《计算机体系结构》Chapter1 读书笔记



Introduction

This text is about the architecture ideas and accompanying compiler improvements that made the incredible growth rate possible in the last century, the reasons for the dramatic change, and the challenges and initial promising approaches to architecture ideas, compilers, and interpreters for the 21st century.

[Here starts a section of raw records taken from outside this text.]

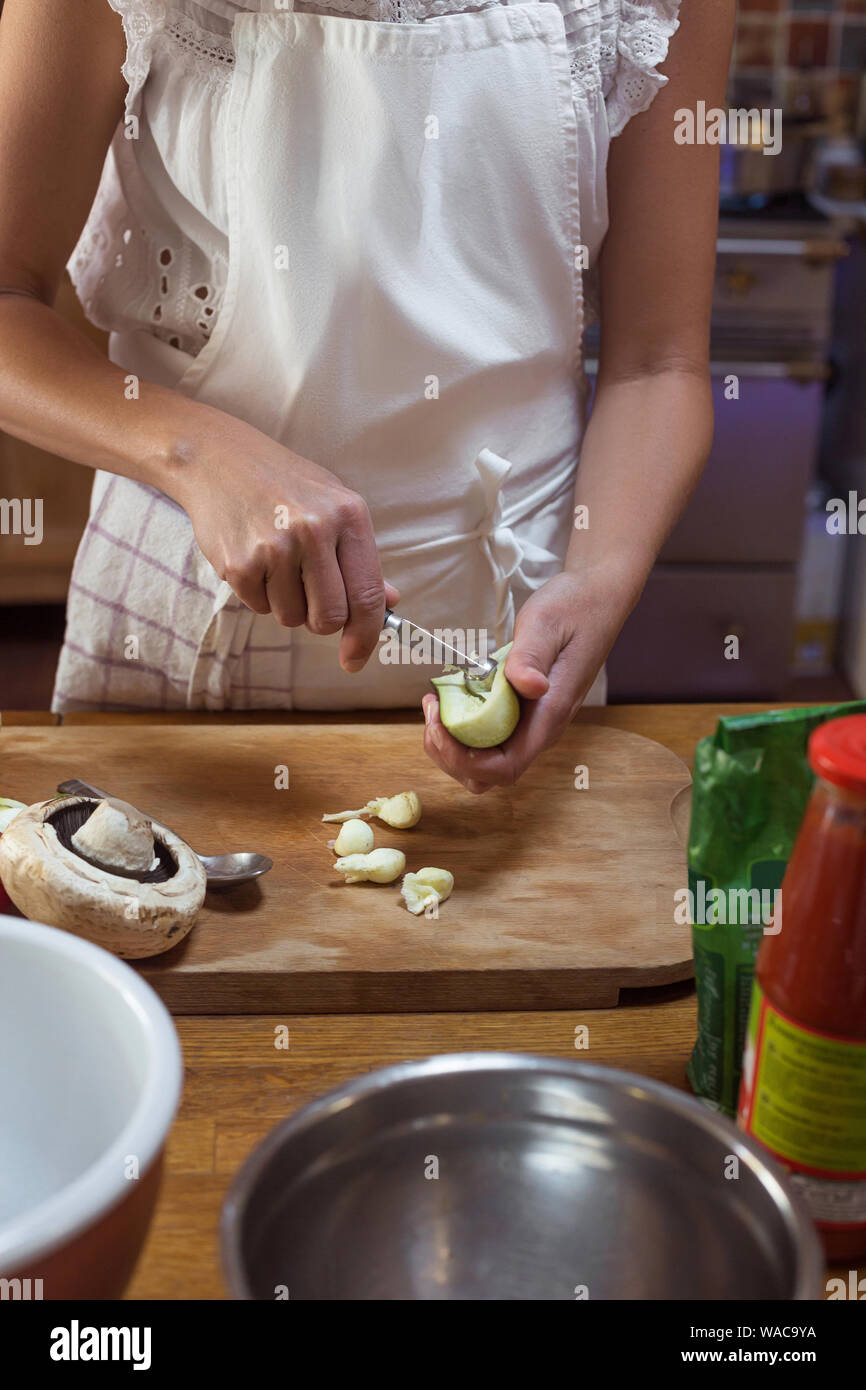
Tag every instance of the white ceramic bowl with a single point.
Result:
(89, 1083)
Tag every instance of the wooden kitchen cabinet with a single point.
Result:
(41, 573)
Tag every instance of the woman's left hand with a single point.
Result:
(562, 637)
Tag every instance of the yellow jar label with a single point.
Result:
(804, 1094)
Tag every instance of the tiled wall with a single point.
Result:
(805, 56)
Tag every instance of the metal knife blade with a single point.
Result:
(394, 623)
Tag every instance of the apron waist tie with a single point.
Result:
(505, 551)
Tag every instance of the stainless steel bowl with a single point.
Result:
(501, 1176)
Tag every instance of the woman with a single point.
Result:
(341, 255)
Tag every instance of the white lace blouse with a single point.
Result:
(153, 255)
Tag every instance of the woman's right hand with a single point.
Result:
(287, 535)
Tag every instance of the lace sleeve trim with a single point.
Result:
(645, 31)
(142, 21)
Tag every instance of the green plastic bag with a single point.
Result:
(751, 786)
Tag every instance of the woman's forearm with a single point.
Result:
(59, 392)
(645, 446)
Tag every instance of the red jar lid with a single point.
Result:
(837, 752)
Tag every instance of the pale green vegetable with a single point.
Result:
(402, 811)
(427, 888)
(378, 866)
(480, 713)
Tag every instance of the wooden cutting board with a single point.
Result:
(562, 897)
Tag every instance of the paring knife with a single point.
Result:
(483, 665)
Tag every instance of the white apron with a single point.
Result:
(403, 306)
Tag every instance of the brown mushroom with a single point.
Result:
(78, 863)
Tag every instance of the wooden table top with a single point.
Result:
(238, 1084)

At the core is a quantitative approach to computer design and analysis that uses empirical observersions of programs, experimentation, and simulation as its tools.

growth_in_processor_performance

The figure above shows that the combination of architectural and organizational enhancements led to 17 years of sustained growth in performance at an annual rate of over 50% from 1986 to 2003. And the effect of this dramatic growth rate has been fourfold.

  • enhanced the capability available to computer users;
  • new classed of computers;
  • the dominance of microprocessor-based computers across the entire range of computer design;
  • software development, trade performance for productivity.

Since 2003, single-processor performance improvement has dropped to less than 22% per year, due to two reasons:

  1. how to deal with power dissipation of aircooled chips;
  2. the lack of more instruction-level parallelism to exploit efficiently.

Indeed, in 2004 Intel canceled its high-performance uniprocessor projects and joined others in declaring that the road to high performance would be via multiple processors per chip rather than via faster uniprocessor.

为了获得更高性能的处理器,应当提高一个芯片上集成的核心数目,而不是加快单核处理器的速度。

Now that, we must switch from relying solely on instruction-level parallelism (ILP) to data-level parallelism (DLP) and thread-level parallelism (TLP), and also warehouse-scale computers and request-level parallelism (RLP).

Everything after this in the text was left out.